Uncertainty and daily life
In summary, The Primacy of Doubt starts with an argument that there are limits to what we can know and predict - due to the chaotic nature of the systems we live in. In order to know more about the world, Palmer argues that we need to embrace this uncertainty (i.e. be more humble). In his approach, this involves running multiple varied modelling approaches and deliberately introducing noise, rather than aiming for singular outputs and exact precision.
From a philosophical perspective, however, I’d argue there is an ongoing weakness to the book. Palmer uncritically holds the perspective of a physicist who is almost purely interested in physical processes and assumes everything can be explained by them. This means that he failed to reflect on what his conclusions about doubt and knowability mean for these starting assumptions.

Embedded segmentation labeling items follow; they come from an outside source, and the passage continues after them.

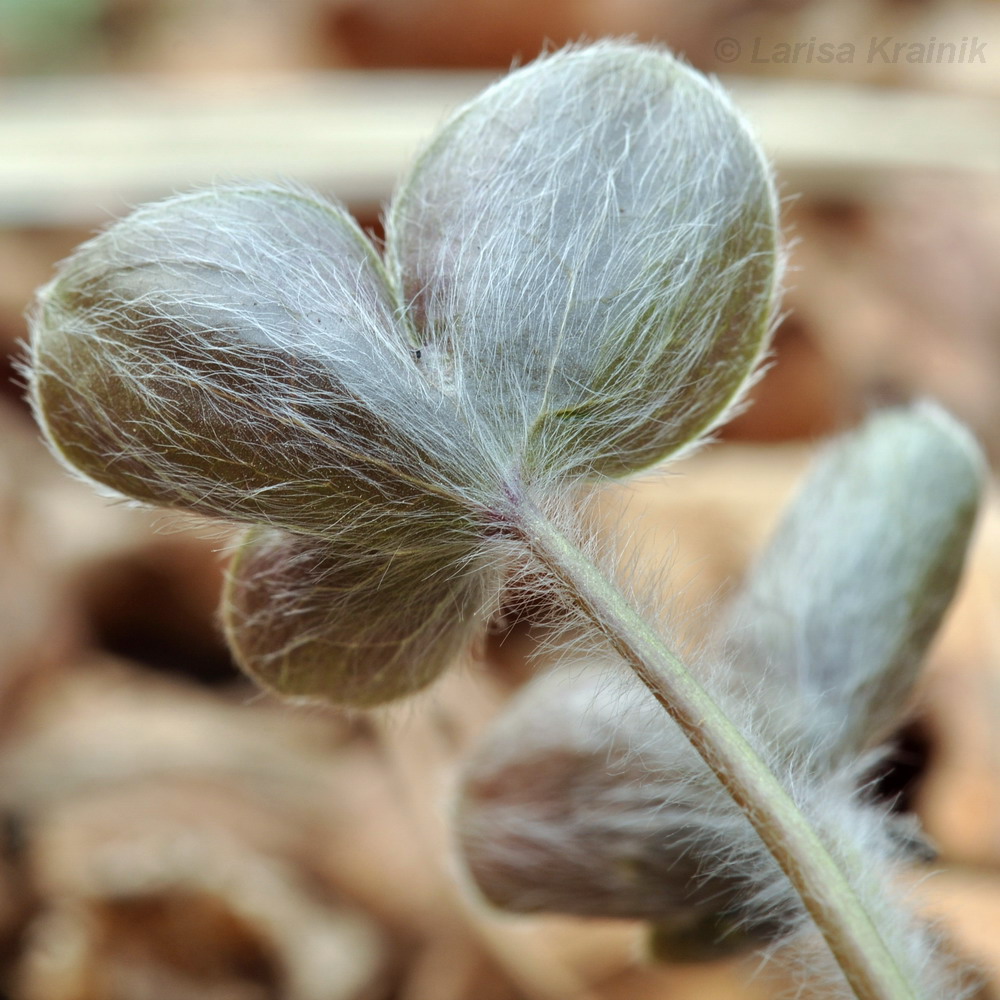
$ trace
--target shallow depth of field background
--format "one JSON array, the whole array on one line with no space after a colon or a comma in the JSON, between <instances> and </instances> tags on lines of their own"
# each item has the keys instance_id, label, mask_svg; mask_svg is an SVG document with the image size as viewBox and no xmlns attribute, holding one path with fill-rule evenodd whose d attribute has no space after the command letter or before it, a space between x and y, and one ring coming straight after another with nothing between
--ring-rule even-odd
<instances>
[{"instance_id":1,"label":"shallow depth of field background","mask_svg":"<svg viewBox=\"0 0 1000 1000\"><path fill-rule=\"evenodd\" d=\"M0 997L780 994L753 959L650 967L631 924L484 908L449 790L528 676L525 629L399 710L283 708L220 640L225 534L71 480L12 365L33 289L129 204L283 175L377 235L449 107L546 42L624 34L732 79L794 241L753 407L631 490L622 544L670 555L669 599L724 594L815 443L874 406L934 396L1000 460L1000 3L0 0ZM941 852L913 873L921 905L1000 996L993 500L909 719L878 789L920 815Z\"/></svg>"}]
</instances>

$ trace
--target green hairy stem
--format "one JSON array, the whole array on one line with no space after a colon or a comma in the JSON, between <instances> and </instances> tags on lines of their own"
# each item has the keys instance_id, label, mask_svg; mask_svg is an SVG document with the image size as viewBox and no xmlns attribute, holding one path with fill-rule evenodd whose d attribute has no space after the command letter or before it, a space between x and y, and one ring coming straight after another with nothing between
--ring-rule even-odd
<instances>
[{"instance_id":1,"label":"green hairy stem","mask_svg":"<svg viewBox=\"0 0 1000 1000\"><path fill-rule=\"evenodd\" d=\"M746 813L859 1000L915 1000L863 903L822 840L742 733L621 591L536 507L525 542L603 632Z\"/></svg>"}]
</instances>

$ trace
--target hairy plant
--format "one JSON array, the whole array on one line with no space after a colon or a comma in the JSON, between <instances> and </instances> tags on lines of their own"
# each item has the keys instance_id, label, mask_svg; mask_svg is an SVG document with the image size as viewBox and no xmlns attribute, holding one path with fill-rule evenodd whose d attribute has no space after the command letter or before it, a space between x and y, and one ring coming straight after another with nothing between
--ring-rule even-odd
<instances>
[{"instance_id":1,"label":"hairy plant","mask_svg":"<svg viewBox=\"0 0 1000 1000\"><path fill-rule=\"evenodd\" d=\"M975 442L930 404L828 445L699 663L802 811L864 859L883 933L937 996L934 935L888 902L897 863L928 847L860 786L954 595L982 473ZM671 958L770 946L805 924L746 816L607 657L570 656L519 693L466 765L456 828L492 903L647 920Z\"/></svg>"},{"instance_id":2,"label":"hairy plant","mask_svg":"<svg viewBox=\"0 0 1000 1000\"><path fill-rule=\"evenodd\" d=\"M549 55L445 123L387 233L382 259L343 208L274 184L116 223L32 313L53 448L115 494L249 526L225 627L287 697L416 691L531 576L673 716L857 995L918 995L850 861L577 517L606 477L704 440L766 349L777 200L729 99L654 48Z\"/></svg>"}]
</instances>

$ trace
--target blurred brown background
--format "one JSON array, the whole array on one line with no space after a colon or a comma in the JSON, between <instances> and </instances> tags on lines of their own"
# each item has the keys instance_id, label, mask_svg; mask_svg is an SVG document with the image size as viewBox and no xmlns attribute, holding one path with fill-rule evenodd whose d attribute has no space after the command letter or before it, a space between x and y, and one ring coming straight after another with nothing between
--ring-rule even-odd
<instances>
[{"instance_id":1,"label":"blurred brown background","mask_svg":"<svg viewBox=\"0 0 1000 1000\"><path fill-rule=\"evenodd\" d=\"M34 288L129 203L280 174L378 234L449 107L608 34L725 74L787 196L788 314L753 407L635 488L684 600L731 585L814 442L873 406L932 395L1000 459L998 3L0 0L0 996L779 995L754 960L650 968L632 925L498 917L464 886L450 782L524 636L372 718L268 701L219 638L224 535L71 480L12 377ZM923 905L996 984L998 598L991 499L881 779L941 850Z\"/></svg>"}]
</instances>

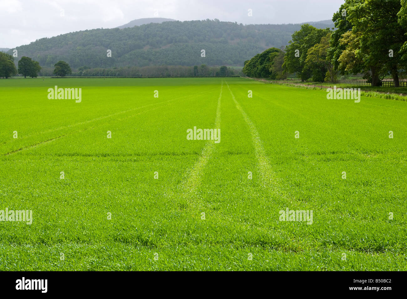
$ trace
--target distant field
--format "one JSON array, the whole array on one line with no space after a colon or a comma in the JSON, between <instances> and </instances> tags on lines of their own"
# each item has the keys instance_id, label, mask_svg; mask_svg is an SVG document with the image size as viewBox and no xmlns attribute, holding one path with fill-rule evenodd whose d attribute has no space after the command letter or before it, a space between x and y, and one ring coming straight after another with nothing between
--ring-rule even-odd
<instances>
[{"instance_id":1,"label":"distant field","mask_svg":"<svg viewBox=\"0 0 407 299\"><path fill-rule=\"evenodd\" d=\"M405 102L242 78L2 79L0 100L0 210L33 218L0 222L0 270L407 270Z\"/></svg>"}]
</instances>

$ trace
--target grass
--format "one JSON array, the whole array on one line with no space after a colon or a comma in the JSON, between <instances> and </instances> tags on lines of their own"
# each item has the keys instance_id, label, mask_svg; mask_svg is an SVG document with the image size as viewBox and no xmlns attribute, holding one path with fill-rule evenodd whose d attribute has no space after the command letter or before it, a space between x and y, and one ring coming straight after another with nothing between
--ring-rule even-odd
<instances>
[{"instance_id":1,"label":"grass","mask_svg":"<svg viewBox=\"0 0 407 299\"><path fill-rule=\"evenodd\" d=\"M55 85L82 102L48 99ZM33 218L0 222L0 270L407 270L405 102L241 78L0 90L0 210ZM194 126L221 142L187 140Z\"/></svg>"}]
</instances>

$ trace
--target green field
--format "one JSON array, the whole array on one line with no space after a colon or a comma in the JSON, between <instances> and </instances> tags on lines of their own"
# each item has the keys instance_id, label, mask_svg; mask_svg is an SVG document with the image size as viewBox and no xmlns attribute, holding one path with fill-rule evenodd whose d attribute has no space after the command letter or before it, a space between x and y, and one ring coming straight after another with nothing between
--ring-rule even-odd
<instances>
[{"instance_id":1,"label":"green field","mask_svg":"<svg viewBox=\"0 0 407 299\"><path fill-rule=\"evenodd\" d=\"M0 100L0 210L33 218L0 222L0 270L407 270L405 102L241 78L4 79Z\"/></svg>"}]
</instances>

Nevertheless, it does not undermine the scope and quality of the book. It is a deeply interesting read that provides practical ideas about how to incorporate humility about our knowledge into decisions.
To finish, I should note that this article has only summarised his core ideas and deliberately left some of the more fascinating topics in The Primacy of Doubt out. As these are all topics I have already written about, in time, I will likely come back to his new philosophical interpretation of quantum physics, the intriguing account of human mental processes and the claimed implications for our thinking on consciousness and free will. Before then, I would recommend reading the book yourself!
Palmer, T., The Primacy of Doubt, Oxford University Press, 2022. p. xi
The Primacy of Doubt, p. 15
The Primacy of Doubt, p. 105
The Primacy of Doubt, p. 24
In mathematical terms, this is because the possible solutions form fractal sets.
The Primacy of Doubt, pp. 133-180
The Primacy of Doubt, pp. 47-64
The Primacy of Doubt, pp. 221-226
Loved this. In a policy sense it heightens, for me at least, the importance of cresting a principles base for action. If you cannot predict the outcome of an action with any certainty (and like you, I expect this to be particularly true in cases where complex social dynamics are at play) then I suspect you are left with three bases for acting: (1) an expression of power: policy action is always an expression of power, but in the absence of some other rationale it become only an expression of power (and in a democratic context this translates quickly into politics); (2) an expression of hope: policy action here becomes less about expectation of an outcome and more about a hoped for outcome; (3) an expression of principle: policy action here is based on a values set that endures irrespective of the specific outcomes it achieves. This last basis for action connects the 'good' to come from the action with the value it is based on, and endures even if a 'bad' occurs. Promoting free choice is a classic example.